We had a silent agreement—the bullshit put on for others didn’t fly between us. I knew beneath that attitude he was a good guy. He’d only slept with two girls, but I kept his secret safe to protect his rep.

“He knew we had a fight. He was waiting for that moment and then pursued her. But after kicking my heart to the sidelines, why did she want him?”

She still owns parts of me that others will never see, and I’m left wondering why. Why him over me? Why didn’t she fight for us? Those questions were packed away with the baggage I carried with me. The details weighing down my rucksack with emotional bullshit I’ve tried to shed across the miles.

“I don’t know.” Billy says, “The night he hit her, he only spent one night in jail for it.”

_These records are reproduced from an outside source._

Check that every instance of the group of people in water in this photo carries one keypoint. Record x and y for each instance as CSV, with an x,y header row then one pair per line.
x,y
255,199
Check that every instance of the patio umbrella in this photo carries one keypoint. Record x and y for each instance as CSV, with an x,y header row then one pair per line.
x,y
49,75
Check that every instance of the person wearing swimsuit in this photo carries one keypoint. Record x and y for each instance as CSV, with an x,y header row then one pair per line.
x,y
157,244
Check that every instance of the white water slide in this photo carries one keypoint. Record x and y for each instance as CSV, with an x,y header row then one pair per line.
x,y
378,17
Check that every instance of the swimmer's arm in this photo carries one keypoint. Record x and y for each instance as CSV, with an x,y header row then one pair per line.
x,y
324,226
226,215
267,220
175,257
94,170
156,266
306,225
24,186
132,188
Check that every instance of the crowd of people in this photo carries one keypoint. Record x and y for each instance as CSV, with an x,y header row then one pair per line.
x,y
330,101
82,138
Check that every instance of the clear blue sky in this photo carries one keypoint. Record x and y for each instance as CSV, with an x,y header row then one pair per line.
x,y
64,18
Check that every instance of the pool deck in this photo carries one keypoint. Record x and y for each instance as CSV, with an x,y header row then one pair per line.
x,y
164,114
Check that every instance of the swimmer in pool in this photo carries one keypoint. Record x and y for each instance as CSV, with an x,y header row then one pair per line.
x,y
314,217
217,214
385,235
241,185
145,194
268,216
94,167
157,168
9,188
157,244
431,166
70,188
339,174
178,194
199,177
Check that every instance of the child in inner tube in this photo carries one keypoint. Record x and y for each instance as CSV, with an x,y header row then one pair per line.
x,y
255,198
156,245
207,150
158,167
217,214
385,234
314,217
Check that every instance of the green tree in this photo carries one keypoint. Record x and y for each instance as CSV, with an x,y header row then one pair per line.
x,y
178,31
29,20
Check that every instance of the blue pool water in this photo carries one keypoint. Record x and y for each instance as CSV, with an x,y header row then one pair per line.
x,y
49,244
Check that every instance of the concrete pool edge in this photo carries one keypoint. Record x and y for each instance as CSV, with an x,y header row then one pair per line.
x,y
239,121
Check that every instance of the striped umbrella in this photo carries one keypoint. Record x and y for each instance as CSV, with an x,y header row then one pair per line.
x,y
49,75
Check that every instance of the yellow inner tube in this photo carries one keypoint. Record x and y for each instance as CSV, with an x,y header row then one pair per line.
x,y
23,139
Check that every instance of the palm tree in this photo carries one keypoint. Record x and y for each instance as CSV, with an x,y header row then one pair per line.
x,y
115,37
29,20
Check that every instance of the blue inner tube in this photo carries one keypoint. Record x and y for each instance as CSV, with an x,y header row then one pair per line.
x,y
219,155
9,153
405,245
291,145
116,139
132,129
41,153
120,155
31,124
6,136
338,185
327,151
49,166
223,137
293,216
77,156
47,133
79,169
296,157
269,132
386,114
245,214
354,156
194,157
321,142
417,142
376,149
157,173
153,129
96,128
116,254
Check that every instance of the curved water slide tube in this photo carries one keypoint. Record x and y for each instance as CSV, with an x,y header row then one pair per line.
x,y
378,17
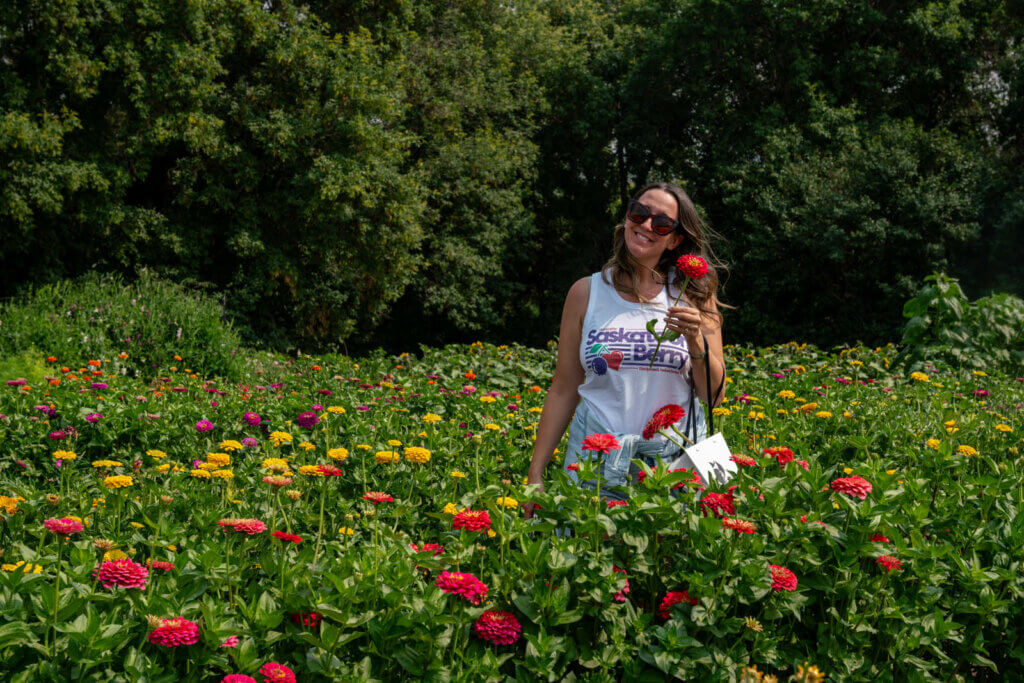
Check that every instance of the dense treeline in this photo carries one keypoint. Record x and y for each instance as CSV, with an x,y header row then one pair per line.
x,y
389,172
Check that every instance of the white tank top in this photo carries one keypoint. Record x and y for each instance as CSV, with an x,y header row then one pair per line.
x,y
615,350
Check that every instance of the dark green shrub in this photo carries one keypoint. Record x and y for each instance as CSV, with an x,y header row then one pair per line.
x,y
100,316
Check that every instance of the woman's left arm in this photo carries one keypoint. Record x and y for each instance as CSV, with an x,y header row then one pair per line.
x,y
696,328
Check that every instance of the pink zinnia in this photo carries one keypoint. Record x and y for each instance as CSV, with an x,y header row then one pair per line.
x,y
174,632
673,597
465,585
600,443
62,526
855,486
474,520
782,579
498,627
125,573
276,673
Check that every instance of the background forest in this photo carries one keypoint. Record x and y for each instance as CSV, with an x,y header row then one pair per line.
x,y
344,172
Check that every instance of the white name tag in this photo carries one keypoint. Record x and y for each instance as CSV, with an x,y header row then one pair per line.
x,y
712,459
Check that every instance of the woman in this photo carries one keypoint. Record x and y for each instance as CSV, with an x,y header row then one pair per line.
x,y
604,372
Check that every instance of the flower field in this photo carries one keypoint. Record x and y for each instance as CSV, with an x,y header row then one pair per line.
x,y
356,519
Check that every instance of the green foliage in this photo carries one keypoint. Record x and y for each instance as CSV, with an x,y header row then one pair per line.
x,y
100,316
943,326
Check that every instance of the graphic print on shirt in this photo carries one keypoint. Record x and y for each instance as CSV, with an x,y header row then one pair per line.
x,y
620,348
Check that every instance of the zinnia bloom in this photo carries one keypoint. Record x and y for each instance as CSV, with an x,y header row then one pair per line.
x,y
276,673
62,526
125,573
499,627
673,597
464,585
474,520
600,443
175,631
855,486
782,579
664,417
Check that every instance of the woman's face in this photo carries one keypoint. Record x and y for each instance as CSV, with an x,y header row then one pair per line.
x,y
645,245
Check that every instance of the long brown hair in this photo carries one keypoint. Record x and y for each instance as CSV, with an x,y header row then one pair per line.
x,y
696,240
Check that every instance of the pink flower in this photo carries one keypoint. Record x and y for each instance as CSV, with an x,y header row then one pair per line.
x,y
782,579
125,573
62,526
174,632
465,585
276,673
498,627
854,486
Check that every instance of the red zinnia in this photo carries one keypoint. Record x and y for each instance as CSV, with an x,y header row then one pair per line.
x,y
673,597
692,266
718,504
498,627
282,536
780,453
174,632
376,497
855,486
782,579
600,443
276,673
465,585
125,573
474,520
890,563
664,417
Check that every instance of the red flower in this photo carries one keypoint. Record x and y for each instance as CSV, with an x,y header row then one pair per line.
x,y
276,673
174,632
376,497
780,453
465,585
782,579
673,597
62,526
692,266
308,620
498,627
125,573
600,443
282,536
890,563
854,486
664,417
718,504
738,525
474,520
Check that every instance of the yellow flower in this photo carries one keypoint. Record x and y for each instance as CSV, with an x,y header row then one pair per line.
x,y
218,459
385,457
417,455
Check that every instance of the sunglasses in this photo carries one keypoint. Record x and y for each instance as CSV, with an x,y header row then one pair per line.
x,y
660,223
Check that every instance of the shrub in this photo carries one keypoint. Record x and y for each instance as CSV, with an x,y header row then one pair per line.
x,y
100,316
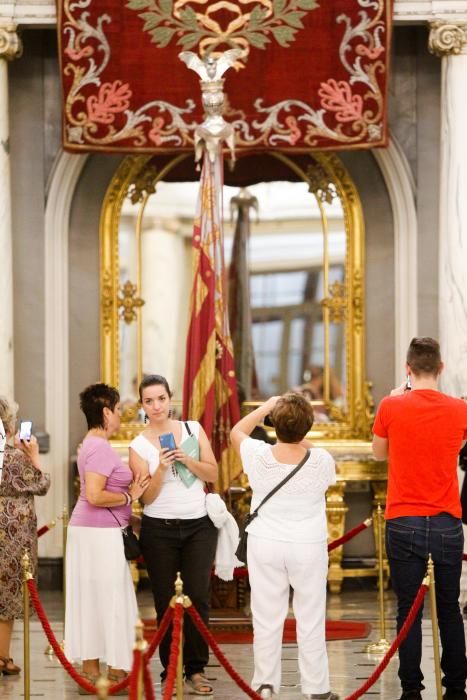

“One night?” I repeat. One fucking night for hitting the love of my life.

Why’d she fucking stay?

She had eight hours to get the fuck out of there, but she stayed. I rub my hand over my forehead in frustration. “I don’t understand why you didn’t get her out. He hit the woman I love.”

He glances my way but then turns toward the steering wheel. “Love?”

“Huh?”

“You said the woman you love.”

Love. Present tense. Shit. “Loved. Anyway, this is about you. He hit a woman you’ve been friends with for years.”

“Delilah’s forgiven me.”

“I haven’t.”

“Join the club, because I haven’t either.”

The cicadas fill the air, and we’ve drank enough. Too much has been stirred up for one night. “We should go.”

6

Jason

The love of my life has bounced around my head since the errant thought last night.

The love of my life.

The love of my life.

What the . . .? No.

It makes no sense. I loved Delilah, but the love of my life? I’m twenty-six. I have a lot of life left to live. It’s a stretch to call the girl I started dating when I was seventeen the love of my life. My logical side can argue that it was nothing more than teenage lust mixed with hormones. That makes sense. But love of my life? Not so much.